29/09/2021

Pearl

 Denis Mahaffey


"...il manque toujours un petit quelque chose"
La cocotte en fonte

Elle avait pris le nom de Pearl, comme une perle. Elle dansait, vêtue d’un ensemble soyeux gris-perle, une robe qui lui collait au corps puis s’évasait jusqu’à mi-mollet ; et un gilet flottant du même tissu. Aux pieds, des escarpins à petits talons (elle était grande). Ses cheveux blond cendré étaient juste assez longs pour être retenus sur la nuque par un ruban noir en nœud papillon.

Pearl dansait. Nous étions une trentaine dans un appartement au dernier étage d’un immeuble à l’angle de la place et du quai Saint-Michel. Les hautes fenêtres mansardées avaient vue sur la place, ou sur la Seine et Notre Dame.

Una, qui nous recevait, était Irlandaise, mariée à un fonctionnaire international, et elle aimait tenir salon, sous forme de soirée dansante, et buvante, et surtout parlante. « Ma mère me disait que les invités devaient trouver chez moi pas seulement les gens qu’ils aimaient y trouver, mais aussi ceux qu’ils auraient aimé mais ne s’attendaient pas à voir. » J’y ai rencontré la romancière anglaise Olivia Manning et le romancier irlando-canadien Brian Moore, avec qui je partageais la même ville natale. Elle lui a dit « Chaque fois que je dois commencer un livre je me sens revenue à l’adolescence. Pas vous ? »

Pearl dansait. Una la regardait. Pearl dansait bien. Ou, pas « bien », mais plutôt comme si… Comme si, au lieu de choisir ses mouvements, ou réagir aux autres danseurs, elle était mue par un vent qui soufflait en elle. Parfois une brise qui la laissait presque immobile, les doigts tremblant comme des feuilles ; parfois un bon vent qui la portait impérieusement à travers la piste de danse ; parfois une bourrasque l’électrisait, secouant sa tête, son torse, ses bras.

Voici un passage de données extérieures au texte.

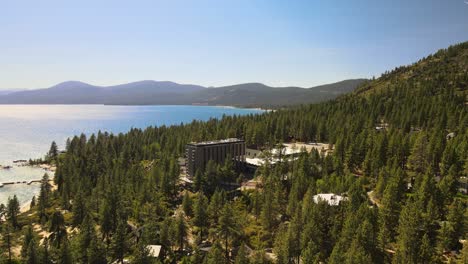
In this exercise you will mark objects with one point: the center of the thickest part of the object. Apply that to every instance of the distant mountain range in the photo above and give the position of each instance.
(166, 93)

Pearl était australienne. C’est David, arrivé d’Australie à Paris, où il est resté quelques années avant de repartir aux Etats Unis, qui l’avait amenée à la soirée. Il était grand et large, par le corps et par la personnalité, avec des cheveux trop absolument blonds pour être vrais. Il donnait des cours d’anglais ; il venait aussi de camper, dans une production de Tannhäuser à l’Opéra, une Vénus extravagante, couverte de diamants et de fourrures et avec une perruque de cinquante centimètres de haut sur la tête, comme un amoncellement de choux à la crème. C’était un fêtard, capable de lancer une beuverie le dimanche après-midi qui durerait jusqu’à… pas d’heure.

Il avait l’esprit taquin et féroce. Derrière mon dos (mais devant d’autres qui se sont dépêchés de me l’apprendre) il m’appelait « Brenda », surnom irlandais attribué par des anti-royalistes à la Reine d’Angleterre. Nous n’étions, c’est vrai, pas tellement amis : il devait me trouver fade, lui qui était excessif en tout. Avec des amis à Londres il avait monté un spectacle pour lequel ils étaient habillés en religieuses. Ils avaient quitté une répétition en gardant les bures et cornettes, pour se rendre dans un café de la King’s Road. Même dans cette rue d’un dévergondé chic ils avaient choqué, assis les jambes écartées à une terrasse, buvant leurs demis, fumant et s’esclaffant.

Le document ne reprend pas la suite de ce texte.